West Virginia House Votes to Impeach Three State Supreme Court Judges for Spending Millions on Office Renovations

People gather for a ceremony in front of the West Virginia State Capitol in Charleston, West Virginia.
The West Virginia State Capitol in Charleston, West Virginia.
Mandel Ngan/Getty Images

The West Virginia state House took the remarkable step of voting to impeach three of the state Supreme Court’s four sitting justices Monday for a series of scandals, including missing antique desks, million-dollar office renovations, and general misappropriation of state funds, that has the entirety of the state’s highest court under threat of impeachment. After hours of debate Monday, the state’s House of Delegates approved articles of impeachment for Justices Allen Loughry and Robin Davis, as well as Chief Justice Margaret Workman, clearing the 50-vote hurdle required to send each case to the state Senate for trial and possible removal from office, subject to two-thirds of the upper house voting to convict.

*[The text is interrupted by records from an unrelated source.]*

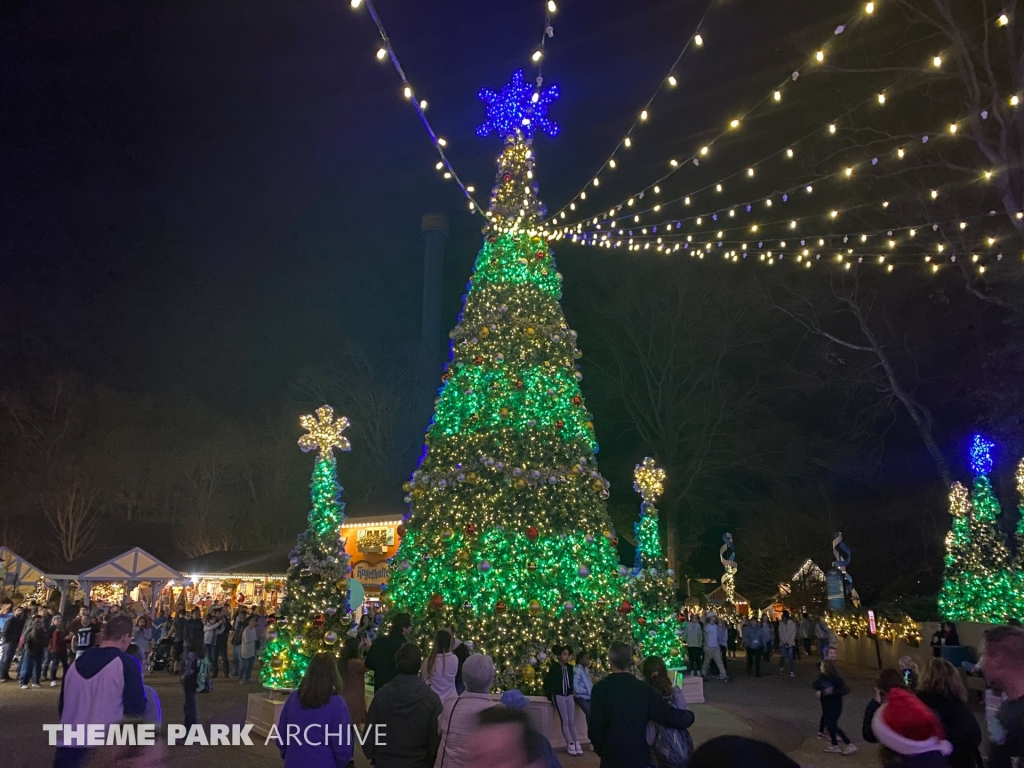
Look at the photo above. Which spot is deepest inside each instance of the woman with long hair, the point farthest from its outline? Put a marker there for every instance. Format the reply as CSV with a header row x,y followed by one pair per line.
x,y
195,674
317,702
440,667
353,671
558,689
942,689
672,747
911,673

The alleged rap sheet on the justices isn’t pretty and the impeachment vote came a week after the Judiciary Committee adopted 14 articles of impeachment against all four of the justices currently sitting on the Supreme Court of Appeals for “maladministration, corruption, incompetency, neglect of duty.” The fifth justice on the bench, Justice Menis Ketchum, resigned abruptly in July days before he was accused of federal wire fraud. The court’s spending habits shot into public view in 2017 when it was found that the justices had spent an astonishing $3.7 million to renovate and decorate their government offices.

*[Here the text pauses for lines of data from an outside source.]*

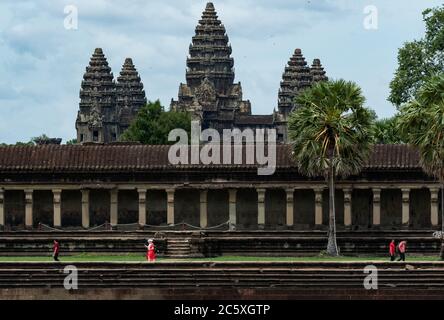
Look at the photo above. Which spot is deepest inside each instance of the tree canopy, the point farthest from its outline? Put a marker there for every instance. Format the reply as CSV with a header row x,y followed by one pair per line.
x,y
331,132
422,123
419,60
153,124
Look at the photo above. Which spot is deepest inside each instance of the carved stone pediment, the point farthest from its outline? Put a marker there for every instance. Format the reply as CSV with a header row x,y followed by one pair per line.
x,y
206,93
95,119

Some of the most serious allegations were leveled at Justice Loughry, who was impeached by a 64–33 vote for misusing state funds, including a whopping $363,000 in office renovations. Loughry is named in eight articles of impeachment—and is currently under federal indictment for fraud, witness tampering, and lying to federal investigators—for allegations that he took home a $42,000 antique desk from a capitol building, as well as a $32,000 suede leather couch, and later lied about it. As the Washington Post explained last week, this wasn’t just any desk:

These were state heirlooms named for Cass Gilbert, the prominent American architect who designed the state capitol in Charleston, W.Va., selecting the walnut workstations for the chambers of the state Supreme Court almost a century ago. He would later design the United States Supreme Court. There were supposed to be 10 of them, five for the court’s five justices, elected to 12-year terms, and five for their assistants. But local media, poking around last fall, could only account for seven desks, including the one that had recently gone from the home of the then-chief justice, Allen H. Loughry II, to a nearby court warehouse.

“The other three justices are Margaret Workman, the current chief, as well as Robin Davis and Beth Walker. Each is accused of ‘unnecessary and lavish spending’ on renovation of their offices, travel budgets and ‘regular lunches from restaurants,’ among other expenses, as well as failure to carry out administrative duties and properly develop guidelines for the use of public resources,” the Washington Post reports. “Davis and Workman are also charged with approving the payment of senior judges in excess of the state’s legal limit.”

“In 2015, West Virginia voted to make its Supreme Court elections nonpartisan. But all of the current justices have been affiliated with the two main parties, and at the start of the year, the bench’s unofficial makeup was 3-2 in favor of the Democrats,” according to NPR. “Loughry won office as a Republican; Walker ran as a Republican in 2008 before being elected in a nonpartisan vote in 2016. Both Workman and Davis were elected as Democrats, as was Ketchum.” Both houses of the state Legislature are Republican-controlled. The deadline for a special election to be called to replace the justices is Aug. 14 and some Democrats in the state legislature complained that the GOP-held chamber dragged its feet on impeachment so that Republican Gov. Jim Justice, who switched parties in August 2017, could appoint handpicked justices that would serve until the next election in 2020.